Chris Van Hollen says he wanted to visit Valley to see what was happening on the ground

Senato Chris Van Hollen, part of a US congressional delegation visiting India on trade and other issues, told reporters in New Delhi that the Indian government had denied his request to travel to Kashmir.

The Maryland Democrat said Washington was “closely monitoring the humanitarian situation” in Kashmir. The House Foreign Affairs Committee is scheduled to hold a hearing on human rights in South Asia later this month, and Kashmir is expected to be a focus.

The Indian authorities, meanwhile, have not made a comment in connection with Hollen’s claims.

A well-known Indian activist was also barred from visiting Kashmir, where at least 10 people were injured Saturday in a grenade blast as a government security and communications lockdown entered a third month.

Director General of Police Dilbagh Singh said the blast was caused by an attack and occurred near the office of a civil administrator in southern town of Anantnag. He said that the injured included a police official and a journalist, and that all of the injuries were minor. No other details were immediately available.

Since removing several constitutional provisions that gave the state of Jammu and Kashmir semi-autonomy in August, Indian authorities have flooded the Kashmir Valley with thousands of additional troops.

Mobile internet and phone services have been snapped, and landline phone access remains spotty, disrupting daily life and business in the valley, home to about 7 million people. More than 2,000 people, including mainstream political leaders, are in jails around India or under house arrest.

Ram Madhav, a senior leader of the Bharatiya Janata Party, the ruling Hindu nationalist party of Prime Minister Narendra Modi, said leaders under house arrest in Kashmir would be released soon, the Press Trust of India news agency reported.

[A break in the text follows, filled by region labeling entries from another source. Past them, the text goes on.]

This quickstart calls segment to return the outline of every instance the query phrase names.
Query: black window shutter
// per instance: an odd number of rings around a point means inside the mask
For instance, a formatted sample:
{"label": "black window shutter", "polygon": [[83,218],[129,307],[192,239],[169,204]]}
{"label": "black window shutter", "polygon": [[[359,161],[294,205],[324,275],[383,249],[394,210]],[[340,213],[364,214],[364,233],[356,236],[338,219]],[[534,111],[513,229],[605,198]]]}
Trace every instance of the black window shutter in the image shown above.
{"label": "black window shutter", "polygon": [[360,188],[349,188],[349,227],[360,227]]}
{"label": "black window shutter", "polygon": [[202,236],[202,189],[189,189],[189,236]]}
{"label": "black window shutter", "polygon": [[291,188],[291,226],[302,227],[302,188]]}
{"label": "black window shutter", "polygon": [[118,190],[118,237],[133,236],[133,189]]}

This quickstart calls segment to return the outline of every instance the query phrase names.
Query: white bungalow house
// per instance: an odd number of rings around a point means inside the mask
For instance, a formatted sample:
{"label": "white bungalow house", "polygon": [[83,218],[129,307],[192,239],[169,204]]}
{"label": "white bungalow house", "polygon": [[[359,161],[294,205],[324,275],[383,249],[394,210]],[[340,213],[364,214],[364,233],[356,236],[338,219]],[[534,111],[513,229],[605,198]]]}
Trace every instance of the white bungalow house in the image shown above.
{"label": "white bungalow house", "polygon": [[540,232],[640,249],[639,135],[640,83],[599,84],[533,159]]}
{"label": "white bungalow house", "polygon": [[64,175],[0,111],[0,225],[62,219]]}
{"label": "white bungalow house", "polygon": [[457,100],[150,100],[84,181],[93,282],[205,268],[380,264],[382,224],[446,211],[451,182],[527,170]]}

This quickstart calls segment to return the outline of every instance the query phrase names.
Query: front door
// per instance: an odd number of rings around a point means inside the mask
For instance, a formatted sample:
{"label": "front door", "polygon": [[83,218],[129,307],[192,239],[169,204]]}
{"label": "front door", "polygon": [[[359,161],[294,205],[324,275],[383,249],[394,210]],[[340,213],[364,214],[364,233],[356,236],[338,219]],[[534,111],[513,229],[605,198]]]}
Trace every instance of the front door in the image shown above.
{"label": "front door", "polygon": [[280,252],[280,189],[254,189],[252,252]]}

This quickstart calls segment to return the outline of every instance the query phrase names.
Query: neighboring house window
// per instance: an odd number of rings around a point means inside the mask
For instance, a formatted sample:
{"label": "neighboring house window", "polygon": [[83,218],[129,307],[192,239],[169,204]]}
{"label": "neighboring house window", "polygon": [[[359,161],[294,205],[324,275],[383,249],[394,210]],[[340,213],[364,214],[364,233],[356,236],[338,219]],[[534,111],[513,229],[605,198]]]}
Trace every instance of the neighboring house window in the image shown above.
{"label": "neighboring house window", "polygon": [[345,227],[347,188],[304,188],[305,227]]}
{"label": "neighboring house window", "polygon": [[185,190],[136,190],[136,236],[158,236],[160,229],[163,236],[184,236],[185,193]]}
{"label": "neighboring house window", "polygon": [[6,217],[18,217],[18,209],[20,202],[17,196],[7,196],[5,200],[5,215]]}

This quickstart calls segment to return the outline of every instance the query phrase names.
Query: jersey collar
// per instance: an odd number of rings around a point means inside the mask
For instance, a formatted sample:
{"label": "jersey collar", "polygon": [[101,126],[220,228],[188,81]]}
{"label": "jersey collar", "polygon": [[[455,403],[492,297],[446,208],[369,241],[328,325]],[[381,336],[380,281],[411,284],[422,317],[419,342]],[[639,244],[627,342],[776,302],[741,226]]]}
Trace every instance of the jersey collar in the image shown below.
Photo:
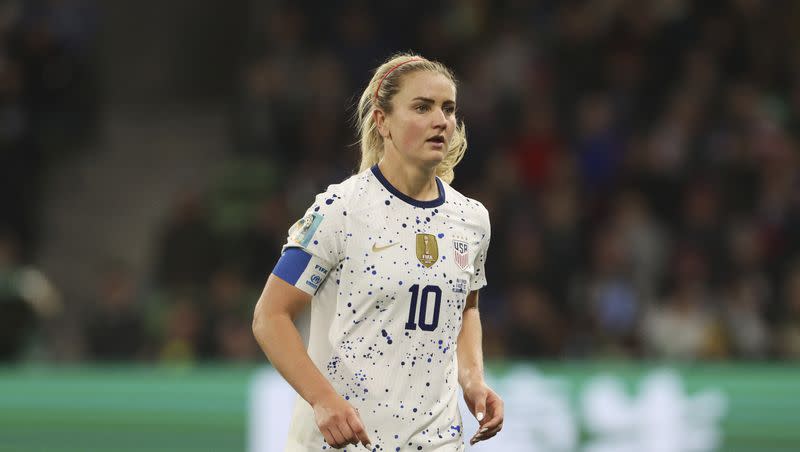
{"label": "jersey collar", "polygon": [[381,172],[380,168],[378,168],[377,164],[373,165],[373,167],[371,169],[372,169],[372,174],[374,174],[375,177],[378,179],[378,181],[387,190],[389,190],[389,193],[395,195],[399,199],[407,202],[408,204],[411,204],[414,207],[421,207],[423,209],[430,209],[432,207],[439,207],[442,204],[444,204],[444,186],[442,185],[442,181],[439,180],[438,177],[436,178],[436,186],[439,188],[439,197],[436,198],[436,199],[430,200],[430,201],[419,201],[419,200],[416,200],[416,199],[414,199],[414,198],[402,193],[400,190],[396,189],[392,184],[390,184],[389,181],[386,180],[386,177],[383,175],[383,173]]}

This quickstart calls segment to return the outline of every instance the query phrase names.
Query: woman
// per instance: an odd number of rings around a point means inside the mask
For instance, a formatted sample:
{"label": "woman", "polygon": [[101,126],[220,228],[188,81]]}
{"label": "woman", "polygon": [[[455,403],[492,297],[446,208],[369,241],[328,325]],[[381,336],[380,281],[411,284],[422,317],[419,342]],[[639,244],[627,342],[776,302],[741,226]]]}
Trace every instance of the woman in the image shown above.
{"label": "woman", "polygon": [[[463,450],[456,382],[481,426],[471,442],[502,428],[478,314],[489,215],[448,185],[467,146],[455,109],[445,66],[386,61],[358,106],[360,173],[289,231],[253,320],[303,399],[287,451]],[[292,320],[309,304],[306,352]]]}

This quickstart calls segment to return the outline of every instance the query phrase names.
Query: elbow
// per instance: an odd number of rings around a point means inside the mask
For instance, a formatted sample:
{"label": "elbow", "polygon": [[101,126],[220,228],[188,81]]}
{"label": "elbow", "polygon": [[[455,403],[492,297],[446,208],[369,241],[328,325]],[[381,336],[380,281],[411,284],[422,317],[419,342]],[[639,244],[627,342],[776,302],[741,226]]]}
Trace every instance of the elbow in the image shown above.
{"label": "elbow", "polygon": [[265,324],[266,324],[266,321],[267,321],[266,314],[264,314],[264,312],[262,312],[262,311],[263,310],[261,309],[261,303],[256,304],[256,309],[253,312],[252,328],[253,328],[253,336],[259,342],[261,342],[261,339],[262,339],[262,336],[263,336],[263,332],[264,332],[264,327],[265,327]]}

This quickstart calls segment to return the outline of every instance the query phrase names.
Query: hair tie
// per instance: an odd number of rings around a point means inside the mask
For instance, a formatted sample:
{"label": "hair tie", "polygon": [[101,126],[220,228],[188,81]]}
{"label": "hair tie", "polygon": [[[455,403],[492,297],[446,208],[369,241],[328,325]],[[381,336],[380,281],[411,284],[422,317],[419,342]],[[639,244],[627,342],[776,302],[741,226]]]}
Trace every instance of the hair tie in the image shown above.
{"label": "hair tie", "polygon": [[394,67],[392,67],[392,68],[391,68],[391,69],[389,69],[388,71],[386,71],[386,73],[385,73],[385,74],[383,74],[383,77],[381,77],[381,81],[380,81],[380,82],[378,82],[378,87],[375,89],[375,99],[377,99],[377,98],[378,98],[378,93],[381,91],[381,85],[383,84],[383,79],[385,79],[385,78],[386,78],[386,77],[387,77],[389,74],[391,74],[391,73],[392,73],[392,71],[394,71],[395,69],[399,68],[400,66],[402,66],[402,65],[404,65],[404,64],[406,64],[406,63],[410,63],[410,62],[412,62],[412,61],[416,61],[416,60],[421,60],[421,58],[419,58],[419,57],[414,57],[414,58],[411,58],[411,59],[409,59],[409,60],[402,61],[402,62],[400,62],[400,63],[397,63],[396,65],[394,65]]}

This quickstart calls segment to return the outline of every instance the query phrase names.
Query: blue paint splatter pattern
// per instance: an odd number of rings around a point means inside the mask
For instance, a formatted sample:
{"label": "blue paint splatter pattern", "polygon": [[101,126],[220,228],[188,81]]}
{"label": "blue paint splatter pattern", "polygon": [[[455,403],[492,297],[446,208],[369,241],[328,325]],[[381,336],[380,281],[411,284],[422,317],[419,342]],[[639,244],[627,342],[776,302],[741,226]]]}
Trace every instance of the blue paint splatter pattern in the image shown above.
{"label": "blue paint splatter pattern", "polygon": [[[308,352],[358,409],[378,451],[464,447],[457,338],[464,282],[467,293],[486,285],[489,214],[439,186],[439,199],[417,203],[367,170],[331,185],[308,209],[323,216],[304,248],[308,266],[325,275],[315,290],[297,283],[314,295]],[[454,241],[467,244],[464,268]],[[287,240],[284,249],[292,246]],[[287,450],[332,450],[301,399],[292,424]]]}

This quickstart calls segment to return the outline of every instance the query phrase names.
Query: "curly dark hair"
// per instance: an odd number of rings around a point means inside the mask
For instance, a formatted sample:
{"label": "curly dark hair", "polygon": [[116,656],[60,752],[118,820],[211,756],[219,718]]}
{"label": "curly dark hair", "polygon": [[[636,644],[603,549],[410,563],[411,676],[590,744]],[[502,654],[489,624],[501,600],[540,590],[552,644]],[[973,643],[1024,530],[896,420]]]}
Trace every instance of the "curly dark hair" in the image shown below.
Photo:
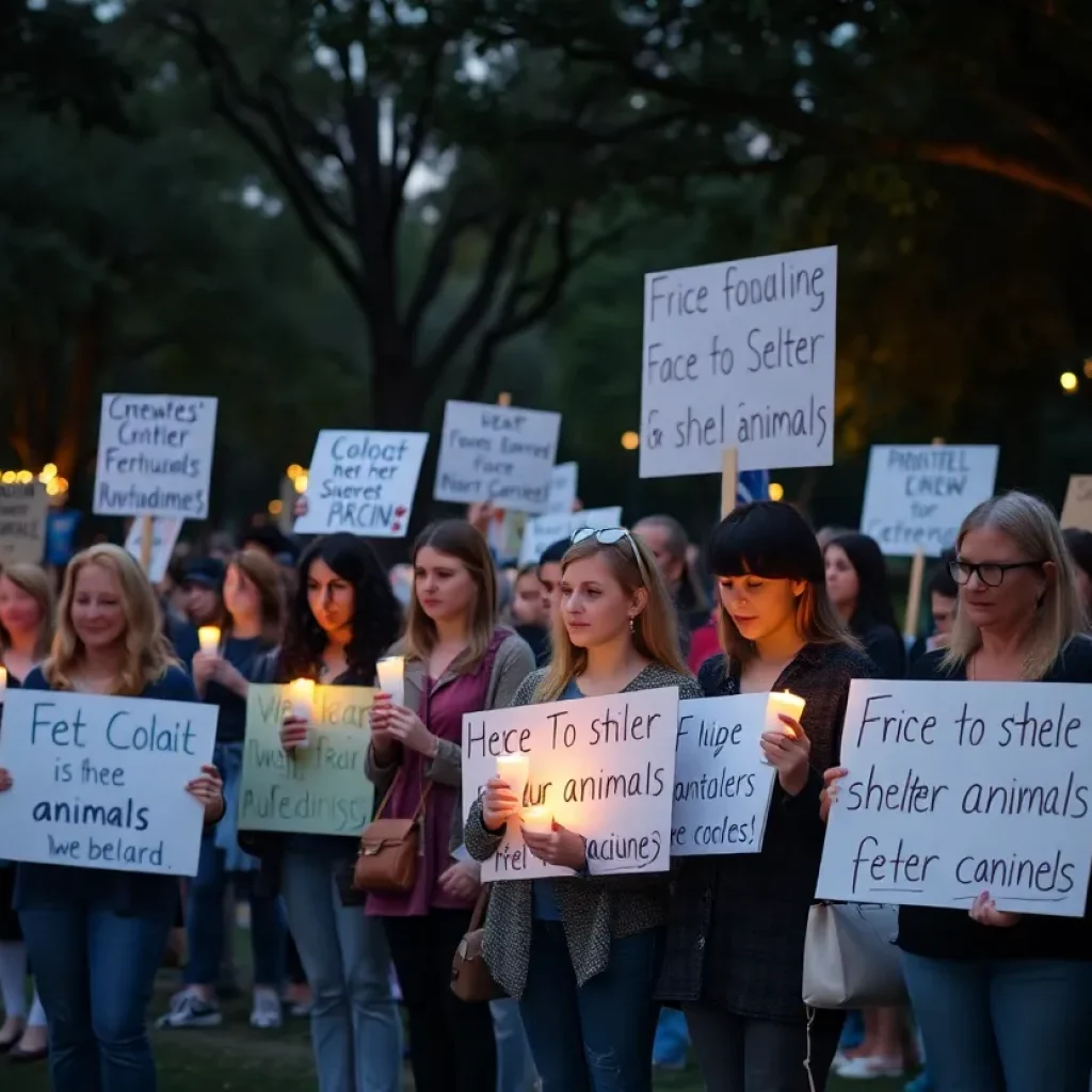
{"label": "curly dark hair", "polygon": [[402,608],[376,551],[363,538],[348,534],[317,539],[299,559],[299,581],[288,610],[277,676],[318,677],[328,638],[307,601],[307,574],[317,560],[347,580],[356,593],[353,638],[345,646],[345,658],[349,673],[360,685],[369,686],[376,676],[376,662],[402,632]]}

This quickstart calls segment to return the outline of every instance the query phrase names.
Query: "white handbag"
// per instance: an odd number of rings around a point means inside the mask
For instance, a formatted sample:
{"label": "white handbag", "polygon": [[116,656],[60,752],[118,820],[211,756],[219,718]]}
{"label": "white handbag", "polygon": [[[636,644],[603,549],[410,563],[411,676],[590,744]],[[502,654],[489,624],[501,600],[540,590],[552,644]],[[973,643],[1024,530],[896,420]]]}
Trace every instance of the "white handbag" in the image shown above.
{"label": "white handbag", "polygon": [[804,940],[804,1004],[816,1009],[904,1005],[898,933],[898,906],[816,903]]}

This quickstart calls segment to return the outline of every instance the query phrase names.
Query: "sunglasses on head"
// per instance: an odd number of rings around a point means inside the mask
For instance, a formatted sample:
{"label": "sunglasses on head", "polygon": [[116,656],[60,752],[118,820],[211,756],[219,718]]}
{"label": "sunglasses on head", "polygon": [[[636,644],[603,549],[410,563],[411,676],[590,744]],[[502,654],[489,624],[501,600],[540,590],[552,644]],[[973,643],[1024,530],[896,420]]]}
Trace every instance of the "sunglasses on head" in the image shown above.
{"label": "sunglasses on head", "polygon": [[630,548],[633,550],[633,557],[637,559],[637,568],[641,573],[641,580],[644,581],[645,586],[649,584],[649,573],[644,568],[644,558],[641,557],[641,550],[638,548],[637,539],[626,530],[626,527],[602,527],[596,531],[594,527],[581,527],[579,531],[574,531],[572,534],[572,545],[579,546],[581,543],[587,542],[589,538],[594,538],[601,546],[617,546],[618,543],[624,539],[629,543]]}

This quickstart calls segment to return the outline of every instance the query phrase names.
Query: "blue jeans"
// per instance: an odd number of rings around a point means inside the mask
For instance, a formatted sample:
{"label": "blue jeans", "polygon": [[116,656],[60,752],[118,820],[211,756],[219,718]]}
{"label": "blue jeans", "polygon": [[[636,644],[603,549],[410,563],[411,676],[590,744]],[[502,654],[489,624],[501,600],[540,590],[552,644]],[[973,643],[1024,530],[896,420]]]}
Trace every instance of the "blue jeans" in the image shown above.
{"label": "blue jeans", "polygon": [[343,906],[339,863],[289,852],[282,891],[311,987],[319,1092],[400,1092],[402,1024],[380,918]]}
{"label": "blue jeans", "polygon": [[144,1013],[177,898],[143,917],[82,903],[20,912],[54,1092],[155,1092]]}
{"label": "blue jeans", "polygon": [[1089,1092],[1092,963],[903,952],[940,1092]]}
{"label": "blue jeans", "polygon": [[520,1000],[543,1092],[650,1092],[664,930],[613,940],[602,974],[577,985],[560,922],[536,921]]}
{"label": "blue jeans", "polygon": [[[189,962],[188,985],[212,986],[219,975],[224,954],[224,898],[228,879],[250,898],[250,945],[254,958],[254,985],[278,988],[284,978],[284,909],[277,897],[254,894],[254,874],[228,873],[226,856],[216,847],[213,833],[201,839],[198,875],[190,883],[187,933]],[[230,946],[232,938],[227,938]]]}

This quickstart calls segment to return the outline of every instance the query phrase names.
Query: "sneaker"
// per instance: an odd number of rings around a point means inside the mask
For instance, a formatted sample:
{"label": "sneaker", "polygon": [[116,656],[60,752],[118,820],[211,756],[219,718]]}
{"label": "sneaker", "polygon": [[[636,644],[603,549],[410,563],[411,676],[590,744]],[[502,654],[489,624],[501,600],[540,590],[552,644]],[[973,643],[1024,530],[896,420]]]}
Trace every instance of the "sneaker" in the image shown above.
{"label": "sneaker", "polygon": [[170,999],[170,1010],[155,1022],[161,1031],[165,1028],[218,1028],[223,1023],[219,1006],[205,1001],[192,990],[183,989]]}
{"label": "sneaker", "polygon": [[842,1080],[875,1081],[881,1077],[902,1077],[905,1069],[901,1058],[851,1058],[835,1070]]}
{"label": "sneaker", "polygon": [[254,1007],[250,1010],[250,1026],[259,1031],[273,1031],[281,1026],[281,999],[268,989],[254,992]]}

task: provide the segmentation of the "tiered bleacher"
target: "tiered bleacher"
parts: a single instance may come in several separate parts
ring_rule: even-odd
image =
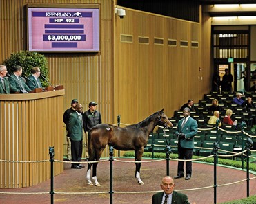
[[[210,93],[205,94],[202,100],[198,104],[194,104],[195,111],[190,112],[190,116],[197,121],[198,133],[194,137],[195,149],[194,155],[208,156],[212,152],[213,144],[217,141],[221,150],[229,152],[242,151],[242,147],[246,146],[246,141],[248,137],[246,134],[241,132],[241,123],[245,122],[246,126],[243,127],[244,133],[250,135],[255,135],[253,126],[256,124],[256,109],[246,109],[244,106],[238,106],[233,102],[235,93]],[[251,97],[253,101],[256,101],[256,93],[247,92],[242,97],[244,101],[247,97]],[[219,106],[221,106],[219,118],[222,122],[225,116],[226,111],[231,109],[233,121],[237,120],[237,124],[221,125],[219,128],[216,128],[216,125],[208,124],[208,121],[213,115],[212,111],[209,111],[208,107],[212,104],[212,100],[217,99],[219,101]],[[171,130],[163,130],[161,128],[150,135],[150,139],[145,148],[146,152],[165,152],[166,144],[170,145],[173,153],[177,153],[177,139],[175,134],[178,121],[183,118],[182,111],[175,111],[173,117],[170,118],[170,122],[174,126]],[[242,135],[243,134],[243,135]],[[256,146],[256,139],[253,138],[254,148]],[[153,145],[152,142],[153,141]],[[227,152],[219,151],[219,154],[228,154]]]

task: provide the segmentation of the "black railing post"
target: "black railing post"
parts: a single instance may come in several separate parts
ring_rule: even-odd
[[[119,127],[120,126],[120,120],[121,120],[121,115],[117,115],[117,126]],[[120,150],[118,150],[118,157],[120,157]]]
[[[152,142],[151,142],[151,150],[152,150],[152,159],[154,159],[154,143],[155,143],[155,139],[154,139],[154,134],[153,132],[151,133],[152,134]]]
[[[213,151],[214,155],[214,178],[213,178],[213,183],[214,183],[214,204],[217,203],[217,163],[218,160],[218,150],[219,149],[219,146],[217,142],[213,143]]]
[[[220,120],[219,118],[218,118],[217,120],[216,120],[216,142],[218,142],[219,141],[219,124],[220,123]]]
[[[166,144],[166,176],[170,176],[170,152],[171,152],[170,146]]]
[[[50,155],[50,203],[54,203],[54,185],[53,185],[53,179],[54,179],[54,170],[53,170],[53,162],[55,162],[55,148],[49,147],[49,155]]]
[[[253,147],[253,141],[250,138],[248,138],[246,140],[246,179],[247,179],[247,197],[250,196],[250,149]]]
[[[114,156],[114,148],[111,146],[109,146],[109,161],[110,161],[110,190],[109,190],[109,194],[110,194],[110,204],[113,203],[113,156]]]
[[[242,147],[242,150],[244,150],[244,129],[246,126],[246,124],[244,121],[243,121],[241,123],[241,133],[242,133],[242,144],[241,144],[241,147]],[[242,169],[244,169],[244,154],[241,154],[241,162],[242,162]]]

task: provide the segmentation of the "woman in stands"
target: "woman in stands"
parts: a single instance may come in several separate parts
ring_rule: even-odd
[[[232,115],[233,111],[231,109],[228,109],[226,111],[226,115],[224,118],[223,119],[223,124],[227,124],[227,125],[234,125],[236,126],[237,124],[237,120],[233,121],[231,120],[231,115]]]
[[[209,106],[208,111],[211,111],[213,114],[215,111],[221,111],[221,107],[219,106],[219,102],[217,99],[213,99],[212,100],[212,105]]]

“Prevention detention in five-star hotels with good facilities with TVs and books and all those things is a temporary measure to ensure law and order in the state,” PTI quoted Mahdav as saying.

Sandeep Pandey, a well-known activist and education reformer, said he and other activists were barred from leaving the airport in Srinagar, where they had travelled Friday for an informal fact-finding mission. “We were held up and we don’t know what it was done,” Pandey said at a news conference Saturday in New Delhi.

The district magistrate restricted him from travelling beyond the arrivals lounge, citing a law that limits public gatherings, according to a copy of the order. The 54-year-old intended “to organise protests” against the constitutional changes in Kashmir, according to the order, a charge Pandey denied.

No foreign journalists have received permission from the Indian government to report in Kashmir since Aug. 5, although Indian citizens who work for foreign news organizations, including The Associated Press, have been able to report from the region.